Anche Legambiente plaude al provvedimento. «I veri ambientalisti non sono per la chiusura a priori – spiega Umberto Mazzantini di Legambiente Arcipelago toscano –. Nel caso di Pianosa i sub diventano guardiani di un ambiente dove il bracconaggio ha provocato gravi problemi». Una certa apertura del mare di Pianosa potrebbe rilanciare l’isola che, dopo la chiusura del carcere di massima sicurezza, sta lentamente morendo. Le strutture dell’Ottocento del vecchio penitenziario, architetture importanti sotto la tutela della sovrintendenza, si sbriciolano e l’antica Planasia, l’isola del patrizio romano Postumio Agrippa, dei cristiani in fuga dalle persecuzioni, dei galeotti del Granducato, degli oppositori del fascismo (come Sandro Pertini che qui fu internato), dei terroristi e dei boss mafiosi al 41bis, si sgretola come il mondo di Fantasia divorato dal Nulla.

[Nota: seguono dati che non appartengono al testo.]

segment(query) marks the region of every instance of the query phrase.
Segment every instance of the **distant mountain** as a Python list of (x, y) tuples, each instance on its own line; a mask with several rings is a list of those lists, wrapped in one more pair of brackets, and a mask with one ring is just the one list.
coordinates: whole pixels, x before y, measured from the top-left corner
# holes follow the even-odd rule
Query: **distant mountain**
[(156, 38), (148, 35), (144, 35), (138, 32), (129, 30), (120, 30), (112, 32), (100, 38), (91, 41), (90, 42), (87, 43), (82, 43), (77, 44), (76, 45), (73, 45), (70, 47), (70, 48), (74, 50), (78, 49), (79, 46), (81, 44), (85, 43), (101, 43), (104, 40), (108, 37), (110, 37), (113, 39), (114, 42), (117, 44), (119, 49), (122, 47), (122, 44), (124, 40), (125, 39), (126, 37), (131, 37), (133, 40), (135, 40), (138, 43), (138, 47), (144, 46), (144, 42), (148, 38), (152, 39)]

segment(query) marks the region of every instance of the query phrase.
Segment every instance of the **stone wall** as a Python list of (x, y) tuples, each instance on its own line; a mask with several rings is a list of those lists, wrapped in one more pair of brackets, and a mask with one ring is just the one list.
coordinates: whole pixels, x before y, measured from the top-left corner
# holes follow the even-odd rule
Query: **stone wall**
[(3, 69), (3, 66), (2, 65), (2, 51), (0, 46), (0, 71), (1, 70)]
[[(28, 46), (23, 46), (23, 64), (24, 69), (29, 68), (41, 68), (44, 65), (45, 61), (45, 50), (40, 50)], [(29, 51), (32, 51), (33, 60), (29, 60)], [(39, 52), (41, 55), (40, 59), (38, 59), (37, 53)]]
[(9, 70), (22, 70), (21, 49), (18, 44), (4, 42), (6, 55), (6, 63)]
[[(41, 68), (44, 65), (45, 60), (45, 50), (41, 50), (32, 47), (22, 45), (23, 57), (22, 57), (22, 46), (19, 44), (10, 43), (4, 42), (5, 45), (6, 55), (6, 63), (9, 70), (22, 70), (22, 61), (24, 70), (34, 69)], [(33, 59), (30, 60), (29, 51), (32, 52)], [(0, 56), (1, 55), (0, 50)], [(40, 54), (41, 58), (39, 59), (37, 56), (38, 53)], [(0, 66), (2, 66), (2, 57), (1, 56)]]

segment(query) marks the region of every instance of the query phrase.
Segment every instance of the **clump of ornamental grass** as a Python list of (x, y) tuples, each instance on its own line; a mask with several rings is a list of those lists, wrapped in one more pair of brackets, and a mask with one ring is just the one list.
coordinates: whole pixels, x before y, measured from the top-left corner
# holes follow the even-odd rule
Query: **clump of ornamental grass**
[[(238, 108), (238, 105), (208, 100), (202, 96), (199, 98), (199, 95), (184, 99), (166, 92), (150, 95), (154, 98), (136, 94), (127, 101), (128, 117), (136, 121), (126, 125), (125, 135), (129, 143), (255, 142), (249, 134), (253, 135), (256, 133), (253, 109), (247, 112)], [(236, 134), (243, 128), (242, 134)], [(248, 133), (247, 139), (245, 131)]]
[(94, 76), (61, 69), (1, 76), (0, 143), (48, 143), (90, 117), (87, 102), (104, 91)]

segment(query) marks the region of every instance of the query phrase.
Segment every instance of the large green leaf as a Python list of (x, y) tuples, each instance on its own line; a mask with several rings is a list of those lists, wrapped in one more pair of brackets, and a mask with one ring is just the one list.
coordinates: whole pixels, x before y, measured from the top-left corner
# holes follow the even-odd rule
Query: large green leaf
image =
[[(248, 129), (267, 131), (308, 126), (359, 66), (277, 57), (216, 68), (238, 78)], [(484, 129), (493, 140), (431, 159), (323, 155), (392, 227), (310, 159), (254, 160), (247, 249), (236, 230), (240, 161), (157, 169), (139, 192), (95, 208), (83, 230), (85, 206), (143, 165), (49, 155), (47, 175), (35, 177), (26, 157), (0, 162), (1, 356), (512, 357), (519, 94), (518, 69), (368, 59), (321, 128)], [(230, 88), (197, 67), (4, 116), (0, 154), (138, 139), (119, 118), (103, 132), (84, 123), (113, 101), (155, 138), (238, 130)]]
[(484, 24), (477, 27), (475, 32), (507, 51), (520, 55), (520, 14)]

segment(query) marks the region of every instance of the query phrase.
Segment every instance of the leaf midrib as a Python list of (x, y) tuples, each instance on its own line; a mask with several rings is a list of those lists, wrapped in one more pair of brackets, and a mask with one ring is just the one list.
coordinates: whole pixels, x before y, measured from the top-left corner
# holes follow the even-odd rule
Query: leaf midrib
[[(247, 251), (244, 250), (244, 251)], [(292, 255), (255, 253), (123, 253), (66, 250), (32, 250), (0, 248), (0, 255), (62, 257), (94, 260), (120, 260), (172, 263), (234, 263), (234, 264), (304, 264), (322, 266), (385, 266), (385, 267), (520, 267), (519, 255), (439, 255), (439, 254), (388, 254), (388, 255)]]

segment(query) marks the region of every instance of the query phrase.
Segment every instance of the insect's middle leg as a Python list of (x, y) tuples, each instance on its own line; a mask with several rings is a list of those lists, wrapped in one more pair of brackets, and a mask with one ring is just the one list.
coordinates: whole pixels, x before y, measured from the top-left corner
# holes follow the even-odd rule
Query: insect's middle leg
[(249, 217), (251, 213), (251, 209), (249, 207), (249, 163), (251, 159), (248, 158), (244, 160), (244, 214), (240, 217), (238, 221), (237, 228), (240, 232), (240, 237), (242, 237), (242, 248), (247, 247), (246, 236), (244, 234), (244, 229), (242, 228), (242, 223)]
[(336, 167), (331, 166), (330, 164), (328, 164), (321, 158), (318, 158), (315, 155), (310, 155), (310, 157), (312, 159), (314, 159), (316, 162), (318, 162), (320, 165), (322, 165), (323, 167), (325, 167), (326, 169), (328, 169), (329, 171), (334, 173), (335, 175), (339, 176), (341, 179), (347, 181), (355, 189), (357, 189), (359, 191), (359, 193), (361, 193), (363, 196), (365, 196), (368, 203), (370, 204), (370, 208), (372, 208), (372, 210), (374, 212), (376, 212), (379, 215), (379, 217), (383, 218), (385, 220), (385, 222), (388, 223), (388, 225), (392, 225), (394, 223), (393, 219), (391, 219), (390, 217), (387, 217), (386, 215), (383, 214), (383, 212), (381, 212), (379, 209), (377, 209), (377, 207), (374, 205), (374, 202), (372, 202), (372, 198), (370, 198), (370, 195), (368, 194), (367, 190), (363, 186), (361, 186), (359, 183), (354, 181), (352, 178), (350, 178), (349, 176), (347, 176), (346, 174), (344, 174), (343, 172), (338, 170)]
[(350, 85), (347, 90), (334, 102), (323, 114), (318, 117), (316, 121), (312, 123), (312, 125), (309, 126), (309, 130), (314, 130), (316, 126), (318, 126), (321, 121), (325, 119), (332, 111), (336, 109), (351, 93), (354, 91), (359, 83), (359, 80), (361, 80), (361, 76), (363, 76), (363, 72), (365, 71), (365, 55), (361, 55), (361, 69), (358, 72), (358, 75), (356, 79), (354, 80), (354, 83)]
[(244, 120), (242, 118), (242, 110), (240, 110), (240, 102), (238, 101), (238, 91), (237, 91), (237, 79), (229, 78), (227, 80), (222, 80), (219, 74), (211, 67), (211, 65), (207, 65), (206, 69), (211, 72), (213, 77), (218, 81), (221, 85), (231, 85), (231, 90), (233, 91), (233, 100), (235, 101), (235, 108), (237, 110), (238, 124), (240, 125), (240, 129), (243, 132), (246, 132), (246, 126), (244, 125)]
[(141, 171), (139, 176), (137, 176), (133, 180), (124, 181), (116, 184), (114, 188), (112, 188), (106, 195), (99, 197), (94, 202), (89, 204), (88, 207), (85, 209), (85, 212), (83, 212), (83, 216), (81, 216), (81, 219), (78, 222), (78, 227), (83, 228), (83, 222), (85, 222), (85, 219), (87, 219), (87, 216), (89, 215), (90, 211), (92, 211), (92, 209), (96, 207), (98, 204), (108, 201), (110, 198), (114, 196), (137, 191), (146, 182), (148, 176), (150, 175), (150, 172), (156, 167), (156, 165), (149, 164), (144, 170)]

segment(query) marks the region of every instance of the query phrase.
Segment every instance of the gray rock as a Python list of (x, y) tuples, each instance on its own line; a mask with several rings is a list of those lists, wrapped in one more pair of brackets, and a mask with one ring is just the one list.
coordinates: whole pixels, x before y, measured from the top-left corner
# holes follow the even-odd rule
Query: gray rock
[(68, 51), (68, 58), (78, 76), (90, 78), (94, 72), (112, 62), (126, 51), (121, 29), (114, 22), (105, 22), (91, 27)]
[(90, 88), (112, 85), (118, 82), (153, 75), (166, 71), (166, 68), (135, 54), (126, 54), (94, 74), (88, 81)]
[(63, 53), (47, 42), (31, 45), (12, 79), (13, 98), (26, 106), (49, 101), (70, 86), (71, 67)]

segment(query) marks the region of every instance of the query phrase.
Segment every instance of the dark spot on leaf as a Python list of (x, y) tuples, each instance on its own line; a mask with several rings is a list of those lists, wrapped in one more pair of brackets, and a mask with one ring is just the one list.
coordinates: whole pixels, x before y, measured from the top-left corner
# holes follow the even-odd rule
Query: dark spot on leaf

Il Nulla, per Pianosa, sono i mille progetti naufragati, e gli altri mille bloccati dalla burocrazia. Eppure l’isola non è solo un paradiso ambientale ma anche uno scrigno di tesori archeologici e storici. A nord di Cala Giovanna ci sono i resti di una villa romana del primo secolo dopo Cristo, luogo di soggiorno patrizio. E nelle vicinanze ci sono le catacombe abitate dai cristiani deportati sull'isola per l'estrazione del tufo. Visitarle è un’esperienza quasi mistica. Entri nei cunicoli, ancora chiusi dalle inferriate del vecchio carcere, e ti sembra di ascoltare le preghiere delle comunità paleocristiane. Una cooperativa (composta anche da ex carcerati) gestisce un ristorante e un albergo con alterne fortune. Chissà, forse le guide subacquee potranno riaccendere un po’ d’entusiasmo su un tesoro da preservare da colate di cemento e speculazioni edilizie, ma non da blindare. Pianosa non può più essere l’isola proibita.